Remember also to diarise the expiry of planning and environmental approvals and other licences so appropriate action can be taken. Significant time and money has gone into obtaining approvals and required licences and it is important to protect this investment when a downturn occurs.

Carefully consider workforce issues

A changing market will impact the equilibrium between employer and employee, and may provide an opportunity for hiring skilled labour at lower costs for resource houses not covered by collective labour agreements which have locked in higher rates of pay. Resource houses with excess capacity may need to consider effecting redundancies. When an employer has decided to lay-off employees it will often be legally required to enter into consultations with staff and unions. Failure to properly consult can result in hefty financial penalties and injunctions that will prevent the retrenchments from taking place.
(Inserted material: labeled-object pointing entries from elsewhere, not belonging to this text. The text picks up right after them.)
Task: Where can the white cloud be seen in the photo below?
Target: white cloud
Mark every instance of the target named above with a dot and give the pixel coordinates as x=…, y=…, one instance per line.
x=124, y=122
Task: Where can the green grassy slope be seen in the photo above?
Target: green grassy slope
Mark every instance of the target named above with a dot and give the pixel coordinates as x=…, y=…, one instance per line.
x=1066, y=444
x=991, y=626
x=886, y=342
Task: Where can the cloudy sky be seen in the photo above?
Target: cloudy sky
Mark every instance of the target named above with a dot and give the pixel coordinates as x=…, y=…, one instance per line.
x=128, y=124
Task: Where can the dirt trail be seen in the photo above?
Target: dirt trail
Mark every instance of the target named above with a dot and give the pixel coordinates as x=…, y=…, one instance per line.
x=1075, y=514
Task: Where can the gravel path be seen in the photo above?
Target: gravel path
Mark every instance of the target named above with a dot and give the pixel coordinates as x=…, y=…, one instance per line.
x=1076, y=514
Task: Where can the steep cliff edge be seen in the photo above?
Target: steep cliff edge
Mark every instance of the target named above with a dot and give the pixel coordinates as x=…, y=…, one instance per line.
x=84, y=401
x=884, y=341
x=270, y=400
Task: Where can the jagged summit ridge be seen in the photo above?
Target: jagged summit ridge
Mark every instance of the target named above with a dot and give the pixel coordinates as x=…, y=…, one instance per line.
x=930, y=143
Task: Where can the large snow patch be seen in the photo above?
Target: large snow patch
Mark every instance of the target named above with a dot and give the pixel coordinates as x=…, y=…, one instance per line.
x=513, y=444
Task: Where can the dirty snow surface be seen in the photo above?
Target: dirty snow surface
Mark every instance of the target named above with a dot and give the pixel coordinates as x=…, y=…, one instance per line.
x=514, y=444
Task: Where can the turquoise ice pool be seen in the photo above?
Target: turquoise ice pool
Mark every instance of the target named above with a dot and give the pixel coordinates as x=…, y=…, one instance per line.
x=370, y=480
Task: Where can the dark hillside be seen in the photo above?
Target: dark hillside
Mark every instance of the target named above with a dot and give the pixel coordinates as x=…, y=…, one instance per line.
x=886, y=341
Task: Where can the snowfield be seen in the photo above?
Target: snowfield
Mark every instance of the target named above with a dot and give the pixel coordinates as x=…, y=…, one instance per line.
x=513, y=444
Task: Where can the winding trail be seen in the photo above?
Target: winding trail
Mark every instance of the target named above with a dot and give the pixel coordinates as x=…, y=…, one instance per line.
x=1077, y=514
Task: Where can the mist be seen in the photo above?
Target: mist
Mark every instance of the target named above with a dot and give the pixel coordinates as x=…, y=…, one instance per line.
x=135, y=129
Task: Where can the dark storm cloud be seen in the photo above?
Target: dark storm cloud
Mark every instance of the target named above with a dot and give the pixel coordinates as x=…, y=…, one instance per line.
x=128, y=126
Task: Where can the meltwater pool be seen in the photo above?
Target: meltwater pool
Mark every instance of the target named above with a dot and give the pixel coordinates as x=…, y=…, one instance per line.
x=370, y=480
For those businesses that are also about to negotiate a collective labour agreement, the need for a realistic outcome on labour rates will be acute. At the same time we are seeing increasingly strong positions from one of the principal unions which represents employees in the area. This may lead to more industrial action, and companies in this position will should consider in advance contingency plans for dealing with such action. This may include being able to make quick applications to the Federal industrial tribunal (Fair Work Australia) or the civil courts to obtain orders to stop the action.